UCC Health Matters E-zine January 2014 | Page 6

There were two mental health conferences in Ireland in November 2013. One at which I had the honour of presenting my argument that we need a mental health policy (indeed any policy at all) that is gender sensitive, at the other I was thankfully not in attendance. Why one an honour and one not you might ask, seeing as they are both about mental health? Allow me to explain: I’m an insider to the psychiatric system in Ireland, a mole as some might say. A feminist mole no less but to some that seems to be part of my general propensity to be ‘odd’, it goes with the territory of madness.

"I am also an insider to human distress"

My feminist take on mental health is that yes, mental health has finally edged its’ way into the limelight recently but albeit at a price. It is presented to us not as humans in distress but as an ‘illness’ a bit like any other illness, and that it’s okay to have it. A bit like a broken leg I was once told, but anyone who has been paralysed by the hopelessness, sadness and loss that is depression will tell you, it is nothing like a broken leg.

Now, that makes it easier to talk about in the public arena and we need to talk about it. But calling it an illness implies a certain weakness, something is broken, it pathologises the individual and of course requires a cure, a fix. Enter the army of willing psychiatrists and the pharmaceutical companies both of whom rely on people being, and staying mentally ill for their very existence. We begin to experience

acute sadness, loss and inexplicable pain, life becomes unmanageable and our first point of contact? The GP, who whips out the prescription pad and with a hearty sweep of a Prozac logoed pen (a bribe from the clever pharmaceutical rep train in sales, not human distress) sends you packing with an illegible note to the pharmacist that you will never know anything about, let alone make an informed decision on. If you are really bad the psychiatrist might allow you to sit in the waiting room for two hours and then grace you with 5 minutes of his or her presence – more Prozac pens and scribbles. We have been dancing this little dance with madness for centuries, packaging and repackaging it as something that might make it easier to digest, less secretive, more normal. It hasn’t really ever hit the nail on the head though, for most, not even close. For the women who are more likely to be diagnosed as mentally ill than men, because women are, after all, hormonal, neurotic and just quite mad, the hammer was never so far from its’ target. As someone with personal and professional (I moonlighted as a social worker for a bit) experience of the mad, bad and sad, I should know.

So if not illness then what? Enter the honourable conference and here we have it: The meaning of Madness.
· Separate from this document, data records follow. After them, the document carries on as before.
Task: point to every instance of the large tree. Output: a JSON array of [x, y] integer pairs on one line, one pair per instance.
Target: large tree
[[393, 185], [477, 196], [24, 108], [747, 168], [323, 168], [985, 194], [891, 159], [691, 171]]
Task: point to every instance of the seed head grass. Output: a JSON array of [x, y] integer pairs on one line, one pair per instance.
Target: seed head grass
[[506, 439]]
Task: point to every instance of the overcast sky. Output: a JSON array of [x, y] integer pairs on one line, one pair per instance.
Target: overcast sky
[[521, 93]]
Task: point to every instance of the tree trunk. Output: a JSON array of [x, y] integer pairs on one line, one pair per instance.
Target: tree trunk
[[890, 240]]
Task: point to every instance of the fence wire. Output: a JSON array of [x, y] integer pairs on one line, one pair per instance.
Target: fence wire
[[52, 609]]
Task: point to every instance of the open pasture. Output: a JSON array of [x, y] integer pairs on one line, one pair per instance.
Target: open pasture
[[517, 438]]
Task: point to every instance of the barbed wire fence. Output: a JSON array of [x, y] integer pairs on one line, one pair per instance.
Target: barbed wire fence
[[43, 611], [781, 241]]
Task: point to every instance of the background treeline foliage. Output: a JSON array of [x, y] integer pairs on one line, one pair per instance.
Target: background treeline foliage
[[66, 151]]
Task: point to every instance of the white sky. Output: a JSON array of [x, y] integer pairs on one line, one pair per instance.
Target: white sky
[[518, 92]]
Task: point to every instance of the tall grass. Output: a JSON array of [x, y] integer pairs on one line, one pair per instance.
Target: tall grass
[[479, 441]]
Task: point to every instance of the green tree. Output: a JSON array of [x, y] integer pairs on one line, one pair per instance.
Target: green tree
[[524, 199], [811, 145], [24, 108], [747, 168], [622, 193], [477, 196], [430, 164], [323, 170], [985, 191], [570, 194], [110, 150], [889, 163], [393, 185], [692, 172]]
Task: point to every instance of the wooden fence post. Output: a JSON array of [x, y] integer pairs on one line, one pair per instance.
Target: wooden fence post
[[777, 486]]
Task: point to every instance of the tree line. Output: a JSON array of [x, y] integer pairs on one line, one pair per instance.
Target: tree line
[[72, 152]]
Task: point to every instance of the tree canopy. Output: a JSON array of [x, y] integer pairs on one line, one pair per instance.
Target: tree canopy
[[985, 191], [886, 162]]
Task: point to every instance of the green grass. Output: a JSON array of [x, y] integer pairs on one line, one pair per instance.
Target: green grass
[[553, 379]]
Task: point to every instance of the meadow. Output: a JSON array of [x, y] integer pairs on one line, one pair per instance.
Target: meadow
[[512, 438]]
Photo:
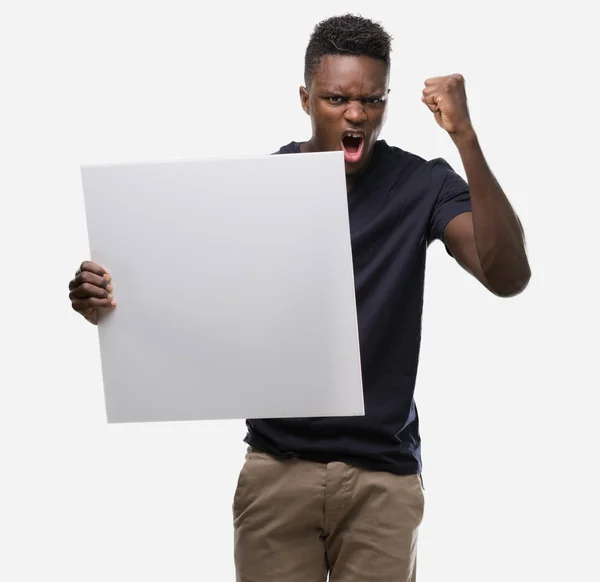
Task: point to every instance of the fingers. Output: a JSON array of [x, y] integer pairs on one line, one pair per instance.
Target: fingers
[[83, 305], [86, 290], [91, 288], [92, 268], [90, 278], [437, 80], [431, 102]]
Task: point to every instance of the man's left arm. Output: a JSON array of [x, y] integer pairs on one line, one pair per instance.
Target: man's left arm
[[488, 241]]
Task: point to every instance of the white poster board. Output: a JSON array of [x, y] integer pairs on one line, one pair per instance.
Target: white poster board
[[234, 287]]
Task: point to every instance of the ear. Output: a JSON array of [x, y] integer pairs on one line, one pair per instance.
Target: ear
[[304, 100]]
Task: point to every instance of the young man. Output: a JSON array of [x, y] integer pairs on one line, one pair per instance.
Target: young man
[[343, 495]]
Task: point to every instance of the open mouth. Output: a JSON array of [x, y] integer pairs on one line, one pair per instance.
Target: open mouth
[[352, 144]]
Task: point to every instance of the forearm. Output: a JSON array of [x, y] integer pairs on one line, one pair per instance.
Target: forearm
[[499, 236]]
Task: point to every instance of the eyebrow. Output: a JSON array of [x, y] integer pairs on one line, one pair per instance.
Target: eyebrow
[[338, 90]]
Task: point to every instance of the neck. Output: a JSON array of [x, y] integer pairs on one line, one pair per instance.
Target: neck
[[309, 147]]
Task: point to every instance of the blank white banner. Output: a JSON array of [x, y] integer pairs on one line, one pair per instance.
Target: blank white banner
[[234, 287]]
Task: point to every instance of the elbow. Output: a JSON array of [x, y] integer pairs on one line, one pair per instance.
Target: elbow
[[513, 285]]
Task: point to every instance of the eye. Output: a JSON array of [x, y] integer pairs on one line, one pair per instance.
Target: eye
[[375, 100]]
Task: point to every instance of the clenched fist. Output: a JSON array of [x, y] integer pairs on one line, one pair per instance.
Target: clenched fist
[[91, 290], [447, 99]]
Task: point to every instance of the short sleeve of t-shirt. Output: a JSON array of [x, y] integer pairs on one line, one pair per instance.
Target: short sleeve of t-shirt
[[453, 198]]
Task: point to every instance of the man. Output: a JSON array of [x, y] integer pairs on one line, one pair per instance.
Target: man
[[343, 495]]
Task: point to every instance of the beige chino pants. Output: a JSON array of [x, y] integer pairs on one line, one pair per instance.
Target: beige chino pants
[[298, 521]]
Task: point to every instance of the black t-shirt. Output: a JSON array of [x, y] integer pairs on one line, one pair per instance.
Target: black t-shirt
[[397, 207]]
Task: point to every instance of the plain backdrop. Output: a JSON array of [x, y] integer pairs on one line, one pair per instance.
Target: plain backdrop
[[507, 390]]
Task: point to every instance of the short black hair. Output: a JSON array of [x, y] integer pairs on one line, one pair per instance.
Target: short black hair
[[346, 35]]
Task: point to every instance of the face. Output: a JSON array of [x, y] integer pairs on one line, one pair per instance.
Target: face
[[346, 101]]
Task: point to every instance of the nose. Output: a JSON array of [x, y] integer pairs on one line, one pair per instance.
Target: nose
[[355, 113]]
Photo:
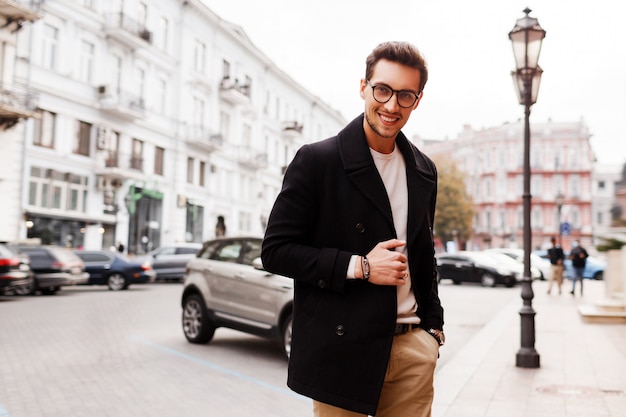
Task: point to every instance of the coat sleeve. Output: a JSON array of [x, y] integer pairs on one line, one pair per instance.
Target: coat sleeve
[[288, 247]]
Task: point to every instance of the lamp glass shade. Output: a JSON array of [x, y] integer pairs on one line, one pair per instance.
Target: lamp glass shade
[[527, 37]]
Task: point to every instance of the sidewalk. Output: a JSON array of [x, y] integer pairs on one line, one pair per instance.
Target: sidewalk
[[582, 371]]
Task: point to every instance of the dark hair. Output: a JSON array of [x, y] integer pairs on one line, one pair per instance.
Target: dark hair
[[401, 52]]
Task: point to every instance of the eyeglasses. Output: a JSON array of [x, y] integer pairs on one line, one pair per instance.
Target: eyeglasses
[[382, 93]]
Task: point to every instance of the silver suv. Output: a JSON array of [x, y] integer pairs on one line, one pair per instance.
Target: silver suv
[[226, 286]]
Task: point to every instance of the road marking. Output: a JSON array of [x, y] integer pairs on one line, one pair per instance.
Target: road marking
[[216, 367]]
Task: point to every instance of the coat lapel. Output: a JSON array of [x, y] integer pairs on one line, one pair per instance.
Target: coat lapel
[[359, 165]]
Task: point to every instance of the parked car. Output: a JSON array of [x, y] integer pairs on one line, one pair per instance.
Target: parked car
[[114, 269], [169, 262], [594, 268], [539, 266], [226, 286], [476, 266], [15, 273], [53, 267]]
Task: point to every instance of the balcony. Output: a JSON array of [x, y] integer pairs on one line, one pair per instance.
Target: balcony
[[121, 103], [115, 166], [233, 92], [251, 158], [15, 103], [202, 138], [16, 12], [127, 31], [291, 129]]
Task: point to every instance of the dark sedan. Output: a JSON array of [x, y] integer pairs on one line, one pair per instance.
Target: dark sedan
[[114, 269], [53, 267], [15, 273], [473, 266]]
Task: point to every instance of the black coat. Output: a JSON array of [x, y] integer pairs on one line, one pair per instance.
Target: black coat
[[332, 205]]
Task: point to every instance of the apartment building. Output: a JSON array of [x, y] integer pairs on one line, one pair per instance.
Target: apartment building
[[154, 119], [561, 162]]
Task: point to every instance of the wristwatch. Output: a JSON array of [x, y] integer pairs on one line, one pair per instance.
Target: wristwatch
[[438, 335]]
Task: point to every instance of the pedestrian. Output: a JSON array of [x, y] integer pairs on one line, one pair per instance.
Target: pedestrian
[[556, 257], [353, 226], [579, 256]]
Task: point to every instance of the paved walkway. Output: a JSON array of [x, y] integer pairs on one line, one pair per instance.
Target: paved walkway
[[582, 372]]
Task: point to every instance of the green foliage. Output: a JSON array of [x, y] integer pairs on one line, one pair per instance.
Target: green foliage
[[454, 211]]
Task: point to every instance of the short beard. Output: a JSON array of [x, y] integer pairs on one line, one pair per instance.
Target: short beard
[[375, 129]]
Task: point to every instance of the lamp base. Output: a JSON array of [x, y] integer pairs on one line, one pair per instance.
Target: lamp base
[[527, 358]]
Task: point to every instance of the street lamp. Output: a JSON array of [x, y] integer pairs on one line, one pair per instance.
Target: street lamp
[[559, 205], [527, 37]]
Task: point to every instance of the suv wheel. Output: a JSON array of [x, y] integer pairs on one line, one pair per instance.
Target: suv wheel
[[196, 323], [49, 290], [116, 282], [287, 336], [488, 280], [29, 289]]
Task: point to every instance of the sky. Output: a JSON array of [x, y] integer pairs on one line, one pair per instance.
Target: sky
[[322, 45]]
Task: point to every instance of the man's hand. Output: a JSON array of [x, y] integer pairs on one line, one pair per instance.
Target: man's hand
[[388, 267]]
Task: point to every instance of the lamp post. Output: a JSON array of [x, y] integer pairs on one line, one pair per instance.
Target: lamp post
[[559, 205], [526, 38]]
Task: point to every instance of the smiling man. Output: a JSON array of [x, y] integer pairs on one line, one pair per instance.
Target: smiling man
[[352, 226]]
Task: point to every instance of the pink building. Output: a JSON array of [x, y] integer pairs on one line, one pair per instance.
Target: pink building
[[561, 162]]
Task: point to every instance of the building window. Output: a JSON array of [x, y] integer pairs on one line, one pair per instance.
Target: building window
[[159, 154], [142, 14], [136, 158], [50, 46], [163, 34], [161, 96], [87, 56], [199, 57], [116, 74], [82, 138], [194, 223], [44, 129], [190, 170], [198, 112], [225, 69], [225, 126], [202, 174], [57, 190]]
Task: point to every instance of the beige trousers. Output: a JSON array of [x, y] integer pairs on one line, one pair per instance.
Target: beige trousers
[[408, 388]]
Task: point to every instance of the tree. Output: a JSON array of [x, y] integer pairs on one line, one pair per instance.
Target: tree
[[455, 209]]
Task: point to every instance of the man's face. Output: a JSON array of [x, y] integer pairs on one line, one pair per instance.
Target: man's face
[[384, 120]]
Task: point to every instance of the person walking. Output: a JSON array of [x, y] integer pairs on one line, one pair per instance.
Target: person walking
[[579, 256], [353, 226], [556, 257]]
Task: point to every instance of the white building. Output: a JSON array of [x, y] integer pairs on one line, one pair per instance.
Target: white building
[[561, 162], [154, 118]]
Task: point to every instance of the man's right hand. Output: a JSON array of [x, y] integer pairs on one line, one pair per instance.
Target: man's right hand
[[388, 267]]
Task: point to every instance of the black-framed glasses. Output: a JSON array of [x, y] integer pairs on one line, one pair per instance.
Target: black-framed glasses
[[382, 93]]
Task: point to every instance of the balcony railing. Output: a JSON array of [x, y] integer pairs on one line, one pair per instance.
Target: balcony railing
[[121, 103], [124, 29], [18, 11], [203, 138], [16, 103]]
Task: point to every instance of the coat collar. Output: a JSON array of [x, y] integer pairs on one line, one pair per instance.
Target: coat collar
[[359, 165]]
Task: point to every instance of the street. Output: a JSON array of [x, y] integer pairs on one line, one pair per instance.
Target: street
[[90, 352]]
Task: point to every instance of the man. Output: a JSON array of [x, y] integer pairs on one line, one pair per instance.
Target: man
[[353, 226], [556, 256], [579, 256]]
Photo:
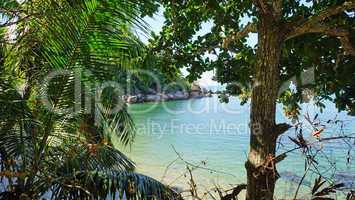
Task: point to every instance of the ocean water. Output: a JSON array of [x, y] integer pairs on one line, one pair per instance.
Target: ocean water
[[214, 137]]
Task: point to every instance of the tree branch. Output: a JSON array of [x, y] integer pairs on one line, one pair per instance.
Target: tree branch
[[342, 34], [250, 27], [310, 25]]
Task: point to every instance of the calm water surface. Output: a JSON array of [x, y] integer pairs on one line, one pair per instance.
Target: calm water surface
[[213, 135]]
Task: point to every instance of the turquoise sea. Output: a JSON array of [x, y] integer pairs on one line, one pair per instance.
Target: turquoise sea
[[215, 137]]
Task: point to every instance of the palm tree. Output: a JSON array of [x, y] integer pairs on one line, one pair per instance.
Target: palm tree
[[47, 148]]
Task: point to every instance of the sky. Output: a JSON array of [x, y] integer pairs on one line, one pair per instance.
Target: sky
[[156, 23]]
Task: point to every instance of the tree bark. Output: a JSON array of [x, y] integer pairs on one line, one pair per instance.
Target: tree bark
[[260, 166]]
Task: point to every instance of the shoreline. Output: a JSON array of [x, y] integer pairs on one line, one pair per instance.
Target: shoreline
[[162, 97]]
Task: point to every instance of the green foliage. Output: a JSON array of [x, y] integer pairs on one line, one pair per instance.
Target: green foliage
[[235, 59], [58, 152]]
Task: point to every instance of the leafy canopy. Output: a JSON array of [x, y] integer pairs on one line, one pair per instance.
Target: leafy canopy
[[319, 37]]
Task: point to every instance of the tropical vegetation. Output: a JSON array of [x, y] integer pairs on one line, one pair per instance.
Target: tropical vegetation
[[55, 142]]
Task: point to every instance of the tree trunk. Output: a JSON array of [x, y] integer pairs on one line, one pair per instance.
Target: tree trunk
[[261, 171]]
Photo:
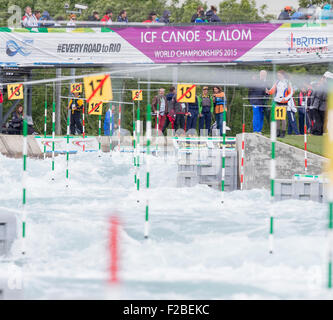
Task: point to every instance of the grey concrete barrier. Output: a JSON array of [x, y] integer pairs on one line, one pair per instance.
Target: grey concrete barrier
[[8, 229], [289, 160]]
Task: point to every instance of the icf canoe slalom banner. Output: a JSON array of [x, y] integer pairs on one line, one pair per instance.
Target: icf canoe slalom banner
[[258, 42]]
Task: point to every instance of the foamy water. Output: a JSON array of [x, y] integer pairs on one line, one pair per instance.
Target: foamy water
[[197, 249]]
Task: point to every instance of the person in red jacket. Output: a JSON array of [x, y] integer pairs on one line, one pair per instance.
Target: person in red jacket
[[107, 19]]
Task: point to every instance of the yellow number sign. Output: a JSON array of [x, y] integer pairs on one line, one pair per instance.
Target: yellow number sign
[[15, 91], [186, 93], [98, 88], [95, 108], [280, 113], [137, 95], [76, 87]]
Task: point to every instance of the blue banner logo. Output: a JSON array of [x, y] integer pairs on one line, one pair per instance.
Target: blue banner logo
[[13, 48]]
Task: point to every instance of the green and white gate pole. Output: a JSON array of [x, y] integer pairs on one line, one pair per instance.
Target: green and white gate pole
[[223, 155], [67, 149], [53, 137], [272, 177], [45, 123], [157, 123], [138, 153], [329, 155], [99, 135], [24, 174], [134, 151], [111, 132], [148, 135]]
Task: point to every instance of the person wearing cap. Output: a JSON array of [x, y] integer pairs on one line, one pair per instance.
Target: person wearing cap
[[152, 18], [71, 22], [75, 106], [285, 14], [206, 108], [107, 19], [320, 104], [219, 100]]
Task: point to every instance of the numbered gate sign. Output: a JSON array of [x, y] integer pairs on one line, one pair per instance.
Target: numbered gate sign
[[76, 87], [186, 93], [95, 108], [98, 88], [280, 113], [15, 91], [137, 95]]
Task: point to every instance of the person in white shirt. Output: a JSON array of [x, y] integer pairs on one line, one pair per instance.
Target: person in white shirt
[[29, 20]]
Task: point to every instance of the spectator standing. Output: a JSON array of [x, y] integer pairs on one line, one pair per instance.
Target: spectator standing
[[303, 112], [94, 17], [166, 17], [206, 108], [17, 120], [219, 100], [122, 16], [285, 14], [152, 18], [46, 21], [181, 110], [197, 14], [193, 113], [75, 106], [161, 101], [326, 12], [291, 113], [283, 92], [201, 18], [29, 20], [212, 16], [72, 21], [170, 117], [298, 15], [109, 118], [320, 104], [107, 19], [255, 97]]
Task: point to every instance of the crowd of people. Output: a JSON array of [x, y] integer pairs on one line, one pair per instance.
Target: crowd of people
[[311, 12], [309, 101], [186, 116], [37, 19]]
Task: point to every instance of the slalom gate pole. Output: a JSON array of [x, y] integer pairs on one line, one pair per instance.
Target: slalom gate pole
[[67, 149], [99, 135], [157, 123], [148, 135], [329, 155], [53, 137], [45, 121], [134, 151], [223, 155], [111, 131], [272, 176], [305, 147], [114, 248], [24, 173], [138, 153], [119, 127], [243, 151], [83, 129]]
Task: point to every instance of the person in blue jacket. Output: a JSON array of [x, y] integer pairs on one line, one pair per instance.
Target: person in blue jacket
[[193, 113], [107, 122]]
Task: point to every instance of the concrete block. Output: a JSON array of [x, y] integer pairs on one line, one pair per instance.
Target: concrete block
[[187, 181], [7, 231], [11, 286], [283, 189], [307, 190], [182, 167]]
"What does it mean to be mad?"

There are those of us who have been fighting against the labels that pathologies us, the system that compounds the myths around us as sick and unable, that ignore or even stifle our strengths and resilience. Sometimes they even try to send electric shocks through our brains. We are of course strong because not only have we survived the atrocities that made us mad and sad – the violence, the abuse, the loss and pain of human suffering that those of us on the receiving end cannot simply ignore, but we have survived being medicated into oblivion, sometimes electrocuted by a psychiatrist and made to appear ‘ill’. The wonderfully insightful authors Corry & Tubridy wrote that depression is an emotion, not a disease, a normal response to an abnormal situation. Those of us that agree were all at the honourable conference in UCC, where we could find the space for our voices to be heard, for human experience to be legitimised as just so and not translated into medical jargon with a bitter pill to have to swallow. So, while the professionals were all up the country boring the socks off each-other vying for most jargon-filled-presentation (for a mighty €200 a pop) the real people were doing it for free in the Brookfield health science complex. For anyone in attendance you already know, for others I can write to you here about the strength and courage it took for so many to come together and find ways to express the meanings behind what has been perceived as madness, as deviant. It’s not always that way, many find deep spiritual meaning behind what has happened for them. Some find the fighting spirit that stays alive no matter what, others navigate their way through distress with the help of other human emotions: by laughing, crying, screaming, by shouting truth out loud because the truth will set you free.

The bottom line? The next time you see an advertisement or a newspaper article with ‘mental illness’ written on it somewhere look beyond it, wonder if that person you know, or you, are really ‘ill’. Maybe it helps to liken it to a broken leg but remember too that something happened to the leg for it to break, it may have suffered a trauma, it too may be sensitive and highly intelligent. Most importantly remember that all the medical help alone could not have healed that break, that humans have the capacity to heal themselves, like bone, from the inside out. Always remember that there is something that comes from within, something inside so strong.